Me voici enfin à Oklahoma City. Mon correspondant Chester et sa femme Ruby sont là, attendant depuis deux heures – l’heure de précaution pour être à temps et celle de retard de l’avion. Ils sont fatigués et moi, avec 17 heures de voyage dans le dos, je ne sais plus clairement où je viens de débarquer. On me dirait que je suis sur Saturne que je ne serais pas surprise. Chester me semble encore plus volumineux que prévu. Il me demande si je veux aller au « restroom ». Je m’émerveille intérieurement :  qui aurait jamais cru que les Américains étaient assez sophistiqués que pour prévoir dans les aéroports une chambre où se reposer après un long voyage ? Je me vois un peu comme sur le pont d’un paquebot de luxe, lisant un magasine sur une chaise longue en détendant mes jambes indignées, mais je ne veux pas retarder mes hôtes plus longtemps et affirme gaiement que non, je ne suis pas fatiguée et suis restée assise tout le temps. Une lueur de panique traverse leurs yeux mais ils sont polis et camouflent leur envie de me remettre dans le premier vol.

 

Par la suite, nous rirons de bien des choses et les quiproquos ne manqueront pas, comme lorsque je demanderai, très enjouée, quel est le mot pour « blague », je dis donc – crois dire, plutôt – comment  nomme-t-on ces histoires qui font rire ?, mais mon accent impeccable me trahit honteusement et ils sont ahuris que je leur demande le nom des histoires qui font aimer.

Puritains

Il y eut aussi les autres étonnements. J’ignorais alors que le puritanisme avait survécu et descendait sa herse avec fracas sur toute chose. L’expression épouvantée de Chester et Ruby devant  la boite de biscuits que je leur avais apportée, décorée d’un tableau de Delvaux, me frappe encore de stupeur… Chester avait l’air d’un gamin découvrant un Play Boy et s’attendant à la mort comme châtiment.
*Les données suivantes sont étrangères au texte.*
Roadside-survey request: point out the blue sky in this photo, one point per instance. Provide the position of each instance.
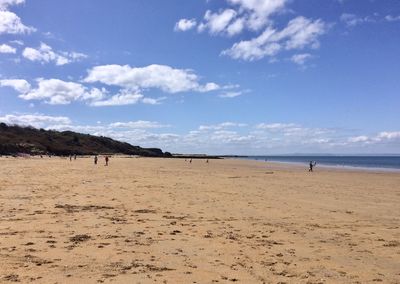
(207, 76)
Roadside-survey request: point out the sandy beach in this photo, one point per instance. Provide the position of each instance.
(143, 220)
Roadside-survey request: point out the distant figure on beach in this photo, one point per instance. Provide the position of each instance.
(312, 165)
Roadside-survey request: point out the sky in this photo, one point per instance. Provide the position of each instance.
(245, 77)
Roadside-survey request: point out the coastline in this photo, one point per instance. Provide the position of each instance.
(166, 220)
(324, 166)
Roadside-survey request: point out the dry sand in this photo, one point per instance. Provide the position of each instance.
(165, 220)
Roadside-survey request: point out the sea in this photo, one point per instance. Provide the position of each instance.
(362, 162)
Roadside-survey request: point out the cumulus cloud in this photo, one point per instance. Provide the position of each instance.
(35, 120)
(217, 22)
(4, 4)
(230, 95)
(45, 54)
(352, 20)
(138, 124)
(20, 85)
(243, 14)
(221, 138)
(10, 23)
(275, 126)
(257, 16)
(256, 13)
(55, 91)
(298, 34)
(185, 25)
(132, 82)
(301, 59)
(221, 126)
(161, 77)
(391, 18)
(5, 48)
(125, 97)
(395, 135)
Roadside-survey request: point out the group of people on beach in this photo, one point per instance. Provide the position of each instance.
(106, 160)
(95, 159)
(312, 165)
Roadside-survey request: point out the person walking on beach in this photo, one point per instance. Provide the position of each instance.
(312, 165)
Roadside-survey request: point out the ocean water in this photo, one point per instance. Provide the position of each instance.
(372, 162)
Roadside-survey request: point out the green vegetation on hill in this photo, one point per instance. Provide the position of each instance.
(16, 139)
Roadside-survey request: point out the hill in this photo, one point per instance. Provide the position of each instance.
(17, 139)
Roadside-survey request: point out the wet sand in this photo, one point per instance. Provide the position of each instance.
(144, 220)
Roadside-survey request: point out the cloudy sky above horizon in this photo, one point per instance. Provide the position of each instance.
(207, 76)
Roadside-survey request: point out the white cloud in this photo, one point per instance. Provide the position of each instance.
(36, 120)
(298, 34)
(185, 25)
(352, 20)
(138, 124)
(358, 139)
(230, 95)
(55, 91)
(125, 97)
(20, 85)
(162, 77)
(153, 101)
(391, 18)
(221, 126)
(45, 54)
(4, 4)
(389, 135)
(10, 23)
(4, 48)
(275, 126)
(257, 12)
(18, 42)
(300, 59)
(245, 14)
(217, 22)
Et non contente de cette lubrique idée, je leur avais aussi offert un petit livre touristique sur Bruxelles où on voyait Manneken Pis et Janneke, ce qui les a fait pâlir de trois teintes au moins. Chester se refusait même à dire le nom du pauvre petit pisseur. Il devait craindre que l’armée de l’inquisition ne déferle dans la maison, armée de fusils mitrailleurs et brandissant des crucifix…. Ils ont dû s’endormir ce soir-là sans être certains qu’ils n’avaient pas ouvert leur porte au vice et à la luxure en personne…

 

What else is new? On se comprend vraiment très difficilement!